1. Fenomena fisiologis: kecepatan gerakan bervariasi dari orang ke orang, saraf motorik beberapa orang dari sistem saraf tidak berkembang, gerakan sehari-hari akan sedikit lebih lambat, orang juga akan melambat ketika mereka lelah, dan di samping itu, atrofi otot orang tua, metabolisme melambat, kekuatan otot rendah, akan ada gerakan yang lambat, yang merupakan fenomena fisiologis, bukan penyakit.
2. Penyakit neurologis: seperti penyakit Parkinson, penyakit Alzheimer, sklerosis pembuluh darah otak, infark serebral, ensefalopati alkoholik, sklerosis sistemik, ensefalopati hepatik, dll., yang dapat menyebabkan gerakan lambat.

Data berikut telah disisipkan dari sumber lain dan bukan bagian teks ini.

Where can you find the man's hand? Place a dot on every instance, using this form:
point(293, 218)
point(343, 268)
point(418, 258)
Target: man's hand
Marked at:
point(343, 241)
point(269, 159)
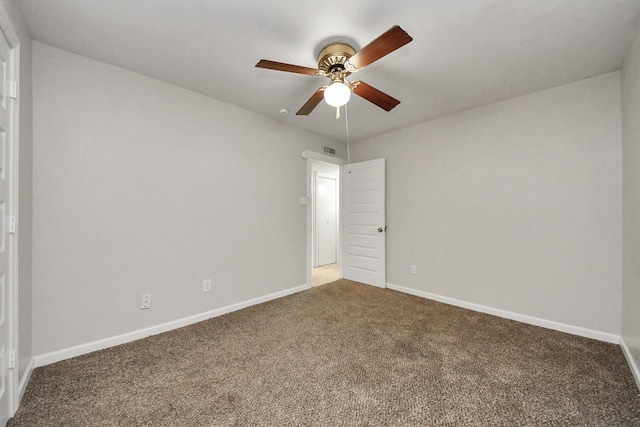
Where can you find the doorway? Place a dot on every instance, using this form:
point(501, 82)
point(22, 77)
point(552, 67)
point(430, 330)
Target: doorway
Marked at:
point(325, 203)
point(323, 248)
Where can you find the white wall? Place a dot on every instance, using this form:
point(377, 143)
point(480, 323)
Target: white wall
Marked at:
point(630, 77)
point(143, 187)
point(515, 206)
point(25, 170)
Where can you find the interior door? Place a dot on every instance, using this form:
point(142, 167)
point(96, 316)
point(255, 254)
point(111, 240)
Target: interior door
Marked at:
point(326, 219)
point(6, 115)
point(364, 242)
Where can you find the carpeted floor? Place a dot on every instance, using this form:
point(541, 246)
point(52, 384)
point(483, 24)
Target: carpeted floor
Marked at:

3. Penyakit endokrin: seperti hipotiroidisme, anemia, dll. juga dapat menyebabkan gerakan lambat.
Gerakan lambat belum tentu merupakan suatu penyakit, tetapi jika gejalanya serius atau disertai dengan gejala lain, Anda harus pergi ke rumah sakit tepat waktu untuk mendapatkan intervensi dan perawatan dini.